Cultural sensitivity requires solutions that respect local traditions, expectations of the healthcare system, beliefs about health and disease, and patterns of usage of available healthcare services.
Ignoring local health culture, such as traditional healers or medicines, may undermine efforts to introduce e-health initiatives. Or insufficient local resources may lead to abuse of modern medicines, such as using reduced doses of antibiotics which may lead to development of resistant strains capable of global spread. Solid experience and knowledge of cultural limitations must guide the design and implementation of e-health solutions.

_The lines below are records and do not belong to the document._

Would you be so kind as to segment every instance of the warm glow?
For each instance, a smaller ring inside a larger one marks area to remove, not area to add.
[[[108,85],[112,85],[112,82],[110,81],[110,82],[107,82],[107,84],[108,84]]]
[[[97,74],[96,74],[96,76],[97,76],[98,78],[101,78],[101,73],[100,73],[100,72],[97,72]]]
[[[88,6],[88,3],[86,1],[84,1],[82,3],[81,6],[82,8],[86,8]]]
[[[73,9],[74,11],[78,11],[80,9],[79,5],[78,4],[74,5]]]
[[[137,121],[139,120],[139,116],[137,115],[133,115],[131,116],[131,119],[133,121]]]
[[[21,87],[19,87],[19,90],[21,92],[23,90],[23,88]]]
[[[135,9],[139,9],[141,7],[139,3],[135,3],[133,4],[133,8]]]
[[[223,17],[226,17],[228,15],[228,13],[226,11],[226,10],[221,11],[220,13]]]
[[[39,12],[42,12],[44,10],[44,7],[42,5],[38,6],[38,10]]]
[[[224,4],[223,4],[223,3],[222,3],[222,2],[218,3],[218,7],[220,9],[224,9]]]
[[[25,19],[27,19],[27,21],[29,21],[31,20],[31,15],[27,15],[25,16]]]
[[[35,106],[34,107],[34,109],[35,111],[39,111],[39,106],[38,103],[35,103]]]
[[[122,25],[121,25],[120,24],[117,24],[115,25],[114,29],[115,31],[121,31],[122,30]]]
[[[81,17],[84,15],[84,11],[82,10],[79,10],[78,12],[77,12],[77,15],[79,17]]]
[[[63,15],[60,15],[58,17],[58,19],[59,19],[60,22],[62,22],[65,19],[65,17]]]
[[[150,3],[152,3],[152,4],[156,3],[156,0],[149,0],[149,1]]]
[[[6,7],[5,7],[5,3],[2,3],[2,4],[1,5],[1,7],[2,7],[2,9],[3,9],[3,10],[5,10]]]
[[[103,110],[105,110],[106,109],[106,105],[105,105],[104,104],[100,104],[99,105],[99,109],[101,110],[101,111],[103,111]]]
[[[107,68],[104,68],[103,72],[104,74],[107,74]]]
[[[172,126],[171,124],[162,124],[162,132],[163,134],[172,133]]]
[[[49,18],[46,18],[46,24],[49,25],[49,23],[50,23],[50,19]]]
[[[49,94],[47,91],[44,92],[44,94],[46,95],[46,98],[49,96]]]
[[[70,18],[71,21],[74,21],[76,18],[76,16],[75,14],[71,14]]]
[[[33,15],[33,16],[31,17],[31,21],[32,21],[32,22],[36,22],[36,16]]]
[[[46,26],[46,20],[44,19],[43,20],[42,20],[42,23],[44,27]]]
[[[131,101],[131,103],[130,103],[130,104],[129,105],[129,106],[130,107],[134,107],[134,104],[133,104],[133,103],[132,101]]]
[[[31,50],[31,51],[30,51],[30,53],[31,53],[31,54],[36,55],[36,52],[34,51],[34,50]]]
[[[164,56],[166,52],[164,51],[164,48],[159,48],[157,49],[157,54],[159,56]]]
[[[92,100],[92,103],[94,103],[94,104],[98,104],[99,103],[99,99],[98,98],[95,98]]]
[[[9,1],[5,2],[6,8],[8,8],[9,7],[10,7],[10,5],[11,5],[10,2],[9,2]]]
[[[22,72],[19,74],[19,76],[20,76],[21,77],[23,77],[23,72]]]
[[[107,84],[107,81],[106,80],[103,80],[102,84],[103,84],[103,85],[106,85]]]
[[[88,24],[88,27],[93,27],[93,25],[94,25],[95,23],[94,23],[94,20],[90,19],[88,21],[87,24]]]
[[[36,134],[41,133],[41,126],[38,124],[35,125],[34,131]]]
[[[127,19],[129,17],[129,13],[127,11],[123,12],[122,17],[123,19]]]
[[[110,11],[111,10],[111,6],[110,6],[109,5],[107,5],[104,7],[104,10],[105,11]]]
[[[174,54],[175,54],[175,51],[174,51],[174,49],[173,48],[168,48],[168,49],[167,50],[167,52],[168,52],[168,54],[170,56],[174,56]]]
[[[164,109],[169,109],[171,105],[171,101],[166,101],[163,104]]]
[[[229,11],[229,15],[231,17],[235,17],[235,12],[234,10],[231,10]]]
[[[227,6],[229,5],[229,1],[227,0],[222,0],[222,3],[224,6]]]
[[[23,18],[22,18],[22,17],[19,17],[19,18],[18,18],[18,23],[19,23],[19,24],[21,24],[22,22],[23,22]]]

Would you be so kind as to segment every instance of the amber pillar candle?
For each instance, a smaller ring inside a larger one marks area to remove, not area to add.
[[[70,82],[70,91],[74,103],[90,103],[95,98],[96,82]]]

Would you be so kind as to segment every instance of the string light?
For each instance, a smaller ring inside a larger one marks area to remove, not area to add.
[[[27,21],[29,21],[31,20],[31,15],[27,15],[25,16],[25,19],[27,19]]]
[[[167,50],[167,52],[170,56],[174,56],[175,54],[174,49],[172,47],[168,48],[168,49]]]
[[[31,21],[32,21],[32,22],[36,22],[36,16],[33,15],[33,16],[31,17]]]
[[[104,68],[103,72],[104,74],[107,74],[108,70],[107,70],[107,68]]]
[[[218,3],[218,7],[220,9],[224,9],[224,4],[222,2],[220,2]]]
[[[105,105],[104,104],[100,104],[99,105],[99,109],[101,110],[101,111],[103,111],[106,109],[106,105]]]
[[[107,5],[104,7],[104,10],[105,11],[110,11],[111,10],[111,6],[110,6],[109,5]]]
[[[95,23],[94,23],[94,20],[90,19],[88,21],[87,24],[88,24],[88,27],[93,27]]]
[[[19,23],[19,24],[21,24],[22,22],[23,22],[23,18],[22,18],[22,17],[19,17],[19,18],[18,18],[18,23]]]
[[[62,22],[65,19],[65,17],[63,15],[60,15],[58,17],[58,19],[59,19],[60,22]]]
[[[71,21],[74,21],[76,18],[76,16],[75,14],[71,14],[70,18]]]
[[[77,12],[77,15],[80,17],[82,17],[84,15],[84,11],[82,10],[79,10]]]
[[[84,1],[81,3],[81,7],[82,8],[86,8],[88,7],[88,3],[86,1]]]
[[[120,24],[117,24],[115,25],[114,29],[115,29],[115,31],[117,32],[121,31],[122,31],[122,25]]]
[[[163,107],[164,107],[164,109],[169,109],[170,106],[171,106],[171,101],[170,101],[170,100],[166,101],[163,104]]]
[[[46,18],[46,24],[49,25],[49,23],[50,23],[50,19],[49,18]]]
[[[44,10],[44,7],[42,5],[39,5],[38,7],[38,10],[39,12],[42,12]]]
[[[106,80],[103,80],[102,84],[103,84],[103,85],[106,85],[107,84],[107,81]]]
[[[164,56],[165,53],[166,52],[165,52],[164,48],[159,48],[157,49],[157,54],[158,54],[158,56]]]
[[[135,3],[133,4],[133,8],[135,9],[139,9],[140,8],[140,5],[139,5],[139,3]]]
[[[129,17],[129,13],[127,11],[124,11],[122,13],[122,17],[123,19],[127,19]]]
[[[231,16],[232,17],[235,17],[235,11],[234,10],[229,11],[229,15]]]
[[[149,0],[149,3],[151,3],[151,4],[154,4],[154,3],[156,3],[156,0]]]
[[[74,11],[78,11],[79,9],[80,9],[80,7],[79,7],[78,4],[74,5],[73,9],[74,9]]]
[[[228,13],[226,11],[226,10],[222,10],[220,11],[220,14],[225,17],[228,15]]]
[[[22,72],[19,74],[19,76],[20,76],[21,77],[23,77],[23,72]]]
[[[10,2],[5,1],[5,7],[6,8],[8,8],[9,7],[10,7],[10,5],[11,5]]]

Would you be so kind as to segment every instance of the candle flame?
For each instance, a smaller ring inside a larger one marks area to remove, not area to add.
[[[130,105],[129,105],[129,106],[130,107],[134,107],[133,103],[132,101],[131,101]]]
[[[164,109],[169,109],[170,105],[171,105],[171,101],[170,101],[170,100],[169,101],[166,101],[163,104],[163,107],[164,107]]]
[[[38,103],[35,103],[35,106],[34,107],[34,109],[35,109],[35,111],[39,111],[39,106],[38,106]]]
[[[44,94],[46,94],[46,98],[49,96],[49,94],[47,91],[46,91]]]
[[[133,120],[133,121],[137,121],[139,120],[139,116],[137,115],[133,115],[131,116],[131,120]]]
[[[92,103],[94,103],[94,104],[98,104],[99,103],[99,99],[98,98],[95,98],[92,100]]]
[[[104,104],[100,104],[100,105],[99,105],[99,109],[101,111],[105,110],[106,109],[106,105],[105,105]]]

- Technologically appropriate?
A ‘technologically appropriate’ application is one that uses the most benign technological solution that achieves the desired purpose within the confines of current social, cultural, environmental, and economic conditions of the setting in which it is to be applied, and which promotes self-sufficiency on the part of those using it in that setting.
Described in this fashion, a technologically appropriate solution would typically be simple to adopt and require fewer resources to operate and maintain (making it more likely to be sustainable and environmentally friendly). Appropriate technology is NOT inferior – indeed, the innovative challenge (scientific, social, and business) – is great.
To be ‘needs-based’ an e-health solution is identified because it responds to the greatest health need of a country (or sub-national region; or a healthcare facility), not because it is chosen by someone who perceives it to be necessary. For example, needs may be identified because they respond to the largest proportion of the population affected by a disease or the most costly health issue, but they must be demonstrated through evidence.